Public attention to the use of animals in research is on the rise, and with good reason. As scientists, we have a responsibility to avoid using animals in our work whenever possible. Not only does this prevent needless suffering and waste of resources, it also leads to better science, because findings from animal experiments often fail to hold up in humans. If studies can be conducted ethically with human subjects, tissues, or organs, they should not use animals.
On paper, some journals appear to clear this bar. In reality, however, they fall short of carrying out their ethical responsibility: We see many examples, especially in journals in the nutrition field, of published research that was conducted in animals but could have been carried out in humans or using human-relevant methods.
For example, a recent study fed monkeys Western- and Mediterranean-style diets to produce information about the diets’ effects on human mood and behavior. Another experiment used pigs to evaluate how diets rich in fruits and vegetables can improve human microbiome health.
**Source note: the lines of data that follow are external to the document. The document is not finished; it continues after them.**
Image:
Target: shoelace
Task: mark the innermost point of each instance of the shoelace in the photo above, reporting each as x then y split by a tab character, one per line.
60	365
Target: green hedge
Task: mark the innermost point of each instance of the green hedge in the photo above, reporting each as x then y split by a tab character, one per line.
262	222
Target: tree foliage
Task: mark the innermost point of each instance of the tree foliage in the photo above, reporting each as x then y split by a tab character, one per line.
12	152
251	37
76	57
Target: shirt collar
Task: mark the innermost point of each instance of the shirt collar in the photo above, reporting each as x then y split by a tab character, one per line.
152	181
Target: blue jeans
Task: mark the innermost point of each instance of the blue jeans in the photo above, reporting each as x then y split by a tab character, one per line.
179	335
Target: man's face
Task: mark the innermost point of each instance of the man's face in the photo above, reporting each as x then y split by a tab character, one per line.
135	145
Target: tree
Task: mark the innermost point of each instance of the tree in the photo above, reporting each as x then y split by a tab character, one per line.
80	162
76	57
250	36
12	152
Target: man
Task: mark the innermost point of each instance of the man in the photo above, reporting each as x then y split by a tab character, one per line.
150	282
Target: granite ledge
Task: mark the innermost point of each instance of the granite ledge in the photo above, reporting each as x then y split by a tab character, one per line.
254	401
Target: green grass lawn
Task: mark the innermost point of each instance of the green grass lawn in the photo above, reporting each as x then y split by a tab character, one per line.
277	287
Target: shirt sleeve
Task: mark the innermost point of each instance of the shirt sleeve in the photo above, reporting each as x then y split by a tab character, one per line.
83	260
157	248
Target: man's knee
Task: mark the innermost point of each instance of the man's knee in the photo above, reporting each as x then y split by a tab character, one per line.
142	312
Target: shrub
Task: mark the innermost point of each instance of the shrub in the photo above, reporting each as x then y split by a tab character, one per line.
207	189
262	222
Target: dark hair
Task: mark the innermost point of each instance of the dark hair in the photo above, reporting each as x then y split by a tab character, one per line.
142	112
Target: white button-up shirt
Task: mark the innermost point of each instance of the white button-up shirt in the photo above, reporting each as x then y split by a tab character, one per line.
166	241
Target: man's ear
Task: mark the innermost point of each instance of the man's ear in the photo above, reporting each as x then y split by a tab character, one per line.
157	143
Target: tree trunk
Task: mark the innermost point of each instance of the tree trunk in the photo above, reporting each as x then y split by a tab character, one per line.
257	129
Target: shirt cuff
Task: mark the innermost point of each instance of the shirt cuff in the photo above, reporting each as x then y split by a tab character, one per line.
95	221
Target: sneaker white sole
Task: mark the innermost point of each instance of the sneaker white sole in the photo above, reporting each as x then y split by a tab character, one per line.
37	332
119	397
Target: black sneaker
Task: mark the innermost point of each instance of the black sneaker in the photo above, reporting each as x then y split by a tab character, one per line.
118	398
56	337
This should give pause to the National Library of Medicine (NLM). When deciding if a journal merits inclusion in MEDLINE, the leading bibliographic database for life sciences, NLM may look at whether the journal’s ethical policies align with best practices and how well individual articles adhere to those policies.
Consider the journal Nutrients, which published the studies cited above. In our view, it has a particularly bad record of accepting studies with egregious violations of ethical norms when it comes to experiments on animals. Nutrients’ own guidelines require the “replacement of animals by alternatives wherever possible.” However, the journal, and others like it, continuously publishes research using animals to study human nutrition when alternatives exist – and better ones at that.
Here is one more example: The manufacturer of a saffron-based nutrition supplement explored the spice’s purported mood-boosting properties. But rather than administering the supplement to volunteers and tracking their depressive symptoms with validated instruments, as other researchers have done, the manufacturer force-fed it to mice via gavage and dropped the animals in water tanks to conduct forced swim tests as a measure of their mood.
The study was approved by an institutional ethics committee, but we believe the journal’s ethics guidelines should still have blocked the article from being accepted. Ethics-committee approval is irrelevant to the question of whether such an experiment met the journal’s explicit guidelines for the use of animals in research.
In 2022, Nutrients published more than 4,000 research papers, and just under 800 of those (roughly 20%) used live animals. After spending more than a year investigating the journal, we find that most, if not all, of these studies could have been conducted with humans or human-relevant alternatives. This would not only have spared tens of thousands of animal lives, but would also have provided clinically meaningful data rather than results of uncertain relevance.
Nutrients, which is published by MDPI and indexed for MEDLINE, has a history of editorial problems. In 2018, the journal saw 10 of its senior editors resign, including the editor-in-chief, over alleged pressure to accept “mediocre” papers. The change in leadership and the ethical failings we have identified both warrant a fresh look at the journal’s participation in MEDLINE per the database’s policy for reexamination.
The Physicians Committee for Responsible Medicine, along with the support of more than 700 physicians and health care professionals, brought these issues to the journal, publisher, MEDLINE staff, the National Library of Medicine, and the Literature Selection Technical Review Committee (the federal advisory committee that recommends journals for inclusion in MEDLINE).
Despite these efforts, insufficient action has been taken.
Time after time, Nutrients claims its editorial office and ethics committee “checked the articles themselves to confirm that they contained ethics statements that are in accordance with the journal policies.”
Similarly, MEDLINE “has independently verified that all articles you have brought to its attention include statements indicating that the studies were reviewed and approved by institutional animal care and use committees.”
But ethics-committee approval is not sufficient to meet the journal’s stated ethical guidelines. We believe journals should take their ethical guidelines seriously, just as NLM should live up to its vetting function.
The continued retort by the National Institutes of Health is that we should direct our concerns to the publisher, which we have already done repeatedly to little apparent effect.
As open-access, pay-to-publish journals become increasingly prevalent, we need to consider the financial motives of these publishers. MDPI, which publishes 420 journals, charges thousands of dollars for each published article, creating a deterrent to meticulously screen submissions for evidence of ethical misconduct.
In order to sustain research integrity, MEDLINE should make its reevaluation process transparent. Setting up a system for scientists to see why and how often journals are reevaluated and creating a platform where journals can be submitted for reevaluation could help boost confidence in the process.
As scientists, we are often left leaning on the trust of bibliographic databases to know if a publication is trustworthy. If MEDLINE fails to enforce its rules, it is not only the journals that lose their credibility; MEDLINE’s credibility suffers in the process as does that of the body of scientific literature upon which we depend.
If editors, publishers, and the NLM are not willing to take corrective action, we are left wondering whom the scientific community can depend on to uphold scientific accountability. Failing to abide by ethical standards in the literature is, in our opinion, leading to a research-integrity crisis.